Skonezny is the chief operating officer at Simple Recovery, a drug and alcohol addiction treatment center, and the ethics chairperson for the California Consortium of Addiction Programs and Professionals.

He said he thinks it’s responsible for counselors and treatment centers to prioritize patient safety first, then staff safety and facility liability.

“I can’t speak for any facility out there except my own," Skonezny said. "What we do in the event of a relapse in a residential setting is they have to exit the system. We have had clients who in the past say, ‘I was at a meeting and somebody handed something to me and I put it in my body.’ And what we do is we interview them, assess their condition — do they need immediate medical intervention or do they need to go to a higher level of care, a detoxification setting.”

Removing an intoxicated person from the residential setting is also important for other residents who aren’t prepared to cope with seeing someone in that state. It could derail their own efforts to stay sober.

“That’s why we, on our side, send people out of the system because in addition to patient safety, we don’t want them to trigger other people,” he said.

Choosing to allow a client to stay while he or she is intoxicated could be an ethical or a training issue, Skonezny said.

“I can’t say if it was ethical or training because I don’t know the decision making behind it,” he said. “If it was a missed assessment on his condition or a bad clinical decision, that’s a lack of appropriate training.”
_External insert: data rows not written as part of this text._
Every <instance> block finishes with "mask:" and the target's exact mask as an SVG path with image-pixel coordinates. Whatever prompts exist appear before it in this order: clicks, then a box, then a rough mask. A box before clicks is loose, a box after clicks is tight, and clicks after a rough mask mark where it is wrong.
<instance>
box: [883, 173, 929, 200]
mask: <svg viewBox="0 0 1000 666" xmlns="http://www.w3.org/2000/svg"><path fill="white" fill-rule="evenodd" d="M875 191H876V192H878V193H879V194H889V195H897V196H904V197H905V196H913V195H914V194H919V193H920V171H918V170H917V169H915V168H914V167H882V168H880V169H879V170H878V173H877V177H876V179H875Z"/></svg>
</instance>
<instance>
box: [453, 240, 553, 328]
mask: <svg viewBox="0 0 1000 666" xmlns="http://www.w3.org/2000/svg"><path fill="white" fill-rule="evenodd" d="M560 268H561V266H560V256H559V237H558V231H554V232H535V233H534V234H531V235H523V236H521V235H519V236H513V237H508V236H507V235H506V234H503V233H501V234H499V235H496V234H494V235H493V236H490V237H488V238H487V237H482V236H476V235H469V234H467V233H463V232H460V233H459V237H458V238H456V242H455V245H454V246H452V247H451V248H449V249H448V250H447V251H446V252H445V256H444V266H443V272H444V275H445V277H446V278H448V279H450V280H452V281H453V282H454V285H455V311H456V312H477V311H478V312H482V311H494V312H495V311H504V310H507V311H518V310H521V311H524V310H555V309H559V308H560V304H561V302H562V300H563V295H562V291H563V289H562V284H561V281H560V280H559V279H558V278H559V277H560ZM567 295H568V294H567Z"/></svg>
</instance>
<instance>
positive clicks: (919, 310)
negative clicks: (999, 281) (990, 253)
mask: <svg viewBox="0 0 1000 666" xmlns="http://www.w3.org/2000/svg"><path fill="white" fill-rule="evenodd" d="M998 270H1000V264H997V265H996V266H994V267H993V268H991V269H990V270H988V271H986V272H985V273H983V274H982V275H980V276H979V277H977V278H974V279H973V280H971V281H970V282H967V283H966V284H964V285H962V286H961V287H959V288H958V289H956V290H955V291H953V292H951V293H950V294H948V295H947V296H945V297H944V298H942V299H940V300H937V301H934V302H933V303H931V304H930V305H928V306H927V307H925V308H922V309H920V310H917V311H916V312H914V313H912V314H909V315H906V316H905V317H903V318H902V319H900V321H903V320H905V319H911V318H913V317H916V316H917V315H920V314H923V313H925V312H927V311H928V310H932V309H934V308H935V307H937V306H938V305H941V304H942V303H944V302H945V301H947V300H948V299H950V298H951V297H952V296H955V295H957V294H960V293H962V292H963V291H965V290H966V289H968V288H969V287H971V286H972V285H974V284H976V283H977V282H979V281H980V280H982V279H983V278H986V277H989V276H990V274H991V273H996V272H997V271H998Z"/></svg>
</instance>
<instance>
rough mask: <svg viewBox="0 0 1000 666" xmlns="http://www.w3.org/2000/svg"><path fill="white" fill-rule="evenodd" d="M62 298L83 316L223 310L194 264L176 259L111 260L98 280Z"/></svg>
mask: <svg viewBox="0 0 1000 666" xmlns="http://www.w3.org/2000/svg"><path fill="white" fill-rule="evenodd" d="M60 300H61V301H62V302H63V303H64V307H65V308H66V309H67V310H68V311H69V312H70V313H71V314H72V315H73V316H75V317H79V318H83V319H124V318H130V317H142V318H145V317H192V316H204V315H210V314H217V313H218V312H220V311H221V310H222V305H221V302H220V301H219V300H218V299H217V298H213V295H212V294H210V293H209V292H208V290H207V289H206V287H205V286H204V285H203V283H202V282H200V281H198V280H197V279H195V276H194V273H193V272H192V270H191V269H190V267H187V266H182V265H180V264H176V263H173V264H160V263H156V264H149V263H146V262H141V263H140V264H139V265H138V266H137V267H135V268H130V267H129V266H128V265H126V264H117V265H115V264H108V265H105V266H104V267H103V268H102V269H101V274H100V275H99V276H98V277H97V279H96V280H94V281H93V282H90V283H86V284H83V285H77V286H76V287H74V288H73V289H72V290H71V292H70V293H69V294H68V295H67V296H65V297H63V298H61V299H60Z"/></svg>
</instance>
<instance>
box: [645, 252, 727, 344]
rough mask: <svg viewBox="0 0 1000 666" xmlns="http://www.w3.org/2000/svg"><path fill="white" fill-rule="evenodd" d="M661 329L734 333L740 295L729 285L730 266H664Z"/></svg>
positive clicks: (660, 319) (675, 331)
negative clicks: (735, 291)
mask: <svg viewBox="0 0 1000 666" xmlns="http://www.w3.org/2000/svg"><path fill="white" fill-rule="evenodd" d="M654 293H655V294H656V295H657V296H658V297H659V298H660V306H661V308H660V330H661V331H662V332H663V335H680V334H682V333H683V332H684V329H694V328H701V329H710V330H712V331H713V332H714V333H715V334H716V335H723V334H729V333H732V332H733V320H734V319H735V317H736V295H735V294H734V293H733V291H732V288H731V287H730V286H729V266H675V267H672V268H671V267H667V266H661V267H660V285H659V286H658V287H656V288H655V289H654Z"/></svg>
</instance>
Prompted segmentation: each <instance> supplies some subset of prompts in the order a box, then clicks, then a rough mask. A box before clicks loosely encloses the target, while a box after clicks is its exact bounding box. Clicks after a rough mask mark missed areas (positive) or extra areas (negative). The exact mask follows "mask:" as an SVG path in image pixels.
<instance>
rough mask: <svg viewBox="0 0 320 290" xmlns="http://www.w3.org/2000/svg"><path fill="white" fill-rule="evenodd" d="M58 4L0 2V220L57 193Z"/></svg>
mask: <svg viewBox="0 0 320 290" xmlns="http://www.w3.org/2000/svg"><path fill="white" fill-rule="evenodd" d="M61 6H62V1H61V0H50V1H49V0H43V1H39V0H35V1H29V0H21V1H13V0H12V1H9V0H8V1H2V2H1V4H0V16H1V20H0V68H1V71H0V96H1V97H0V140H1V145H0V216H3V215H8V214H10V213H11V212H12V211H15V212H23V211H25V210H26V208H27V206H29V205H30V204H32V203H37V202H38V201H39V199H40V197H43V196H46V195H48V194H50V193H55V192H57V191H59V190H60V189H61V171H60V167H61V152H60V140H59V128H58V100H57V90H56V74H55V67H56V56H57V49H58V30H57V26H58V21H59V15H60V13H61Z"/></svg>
If he was kept on-site instead of sent for medical treatment so that the facility could “maximize their own profit by keeping a resident at the facility,” as the lawsuit alleges, it would be an ethical problem.

Skonezny said drug and alcohol counselors do the best they can but, in the end, a patient has to choose to participate in the process. Sometimes, they don’t. If a facility was negligent and a patient died, they should be held accountable — it’s what he’d demand of himself in a similar situation.

“Unfortunately, sometimes, drugs win,” he said.